Davalı vekili beyan dilekçesinde özetle; davacının müvekkil aleyhine haksız ve mesnetsiz olarak açmış olduğu davanın reddi ile yargılama giderleri ve avukatlık ücretinin davacı tarafa yükletilmesine karar verilmesini talep etmiştir.
Tanık —- mahkememizdeki beyanında özetle; davacı şirket bünyesinde üretim ve pazarlama sorumlusu olarak 2011 yılından itibaren çalıştığını, her yıl şirket olarak Paris te düzenlenen fuara katıldıklarını, 2016 yılının Ocak ayında gerçekleşen fuarda şirkete ait standını davalı tarafın düzenleyeceğini, sözleşme yapıldığını, davalı stand için gerekli olan hiçbir düzeneği kurmadığını, iskeleti kurup gittiğini, teknik olarak yapması gereken birçok iş olduğunu, davalının kendi sorumluluğunu yerine getirmemiş olması nedeni ile şirketinin Fransa da başka bir firma ile anlaşarak standı kurdurduklarını, yaklaşık olarak 15.000 EURO masraf yapıldığını, kendisinin13.325,00 Euro olarak hatırladığını, ancak yanlış hatırlıyo olabileceğini, stand sökümünü de bu şirketi tarafından yapıldığını, şirketin davalının sözleşmeye riayet etmemiş olması nedeni ile manive zararı esasen daha fazla olduğunu, bünyesinde çalıştığı şirket yıllardır prestijli olan fuarlara katıldığını ve ticari hacmi büyük olduğunu beyan etmiştir.

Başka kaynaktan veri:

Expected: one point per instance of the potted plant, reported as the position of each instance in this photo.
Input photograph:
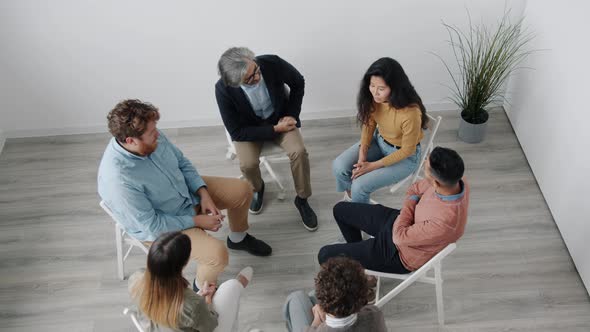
(485, 58)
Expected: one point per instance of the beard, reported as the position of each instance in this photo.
(149, 149)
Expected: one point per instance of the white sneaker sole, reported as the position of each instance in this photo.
(256, 212)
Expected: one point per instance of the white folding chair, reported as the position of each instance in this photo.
(435, 263)
(270, 153)
(430, 133)
(133, 315)
(122, 236)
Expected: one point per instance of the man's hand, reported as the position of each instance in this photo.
(207, 291)
(364, 168)
(208, 222)
(207, 204)
(319, 316)
(286, 124)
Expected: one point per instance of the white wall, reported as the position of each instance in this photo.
(549, 113)
(65, 63)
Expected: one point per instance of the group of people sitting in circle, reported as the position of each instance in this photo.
(159, 198)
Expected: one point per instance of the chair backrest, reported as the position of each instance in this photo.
(430, 133)
(421, 272)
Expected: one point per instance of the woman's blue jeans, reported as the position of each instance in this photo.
(362, 187)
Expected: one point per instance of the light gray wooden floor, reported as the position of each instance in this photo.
(510, 272)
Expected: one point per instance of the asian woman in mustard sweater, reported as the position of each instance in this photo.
(392, 117)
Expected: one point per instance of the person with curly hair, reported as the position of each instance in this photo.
(340, 303)
(152, 188)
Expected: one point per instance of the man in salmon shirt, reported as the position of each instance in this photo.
(433, 215)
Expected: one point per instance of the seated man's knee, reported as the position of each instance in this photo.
(360, 186)
(339, 210)
(218, 253)
(249, 164)
(297, 152)
(243, 189)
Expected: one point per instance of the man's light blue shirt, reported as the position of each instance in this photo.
(259, 99)
(149, 195)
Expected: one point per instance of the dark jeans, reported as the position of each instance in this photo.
(378, 253)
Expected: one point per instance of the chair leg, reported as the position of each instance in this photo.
(378, 290)
(439, 299)
(274, 176)
(119, 245)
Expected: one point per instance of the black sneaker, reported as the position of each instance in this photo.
(308, 217)
(256, 204)
(252, 245)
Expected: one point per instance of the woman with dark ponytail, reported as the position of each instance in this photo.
(165, 300)
(392, 117)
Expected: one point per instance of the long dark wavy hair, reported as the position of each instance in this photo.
(402, 94)
(162, 288)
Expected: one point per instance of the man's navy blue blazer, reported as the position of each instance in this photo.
(238, 116)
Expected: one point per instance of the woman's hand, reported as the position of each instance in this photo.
(319, 316)
(208, 291)
(364, 167)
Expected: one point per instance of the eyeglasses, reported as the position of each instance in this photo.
(250, 78)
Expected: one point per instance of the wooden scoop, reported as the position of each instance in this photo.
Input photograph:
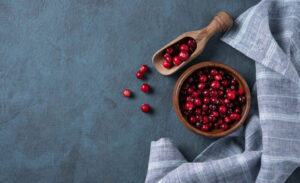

Tanık … mahkememizdeki beyanında özetle; kendisinin davacı şirket bünyesinde depo sorumlusu olarak 8 yıldır çalıştığını, ilk 4 yılımda muhasebeci olarak görev aldığını, davalı ve davacı taraf arasında sözleşmeye ait bilgisi olmadığını, ilk defa davaya konu Paris te düzenlenen 2016 yılının ocak ayında gerçekleşen fuara katıldığını, olaya kulak misafiri olarak davalının sorumluluğunun ne olduğu öğrendiğini, davalı, stand olarak bütün elektrik işlemlerini, bütün tesisat işlemlerini, lambaların temini, bornoz askılıkları ve standa asılacak panoların davalı tarafça temin edilmesi gerektiğini, davalı bunların hiçbirisini gerçekleştirmediğini, bunları tamamen başka bir firmanın yerine getirdiğini, bu firmaya ne kadar para ödendiğine dair bilgisi olmadığını beyan etmiştir.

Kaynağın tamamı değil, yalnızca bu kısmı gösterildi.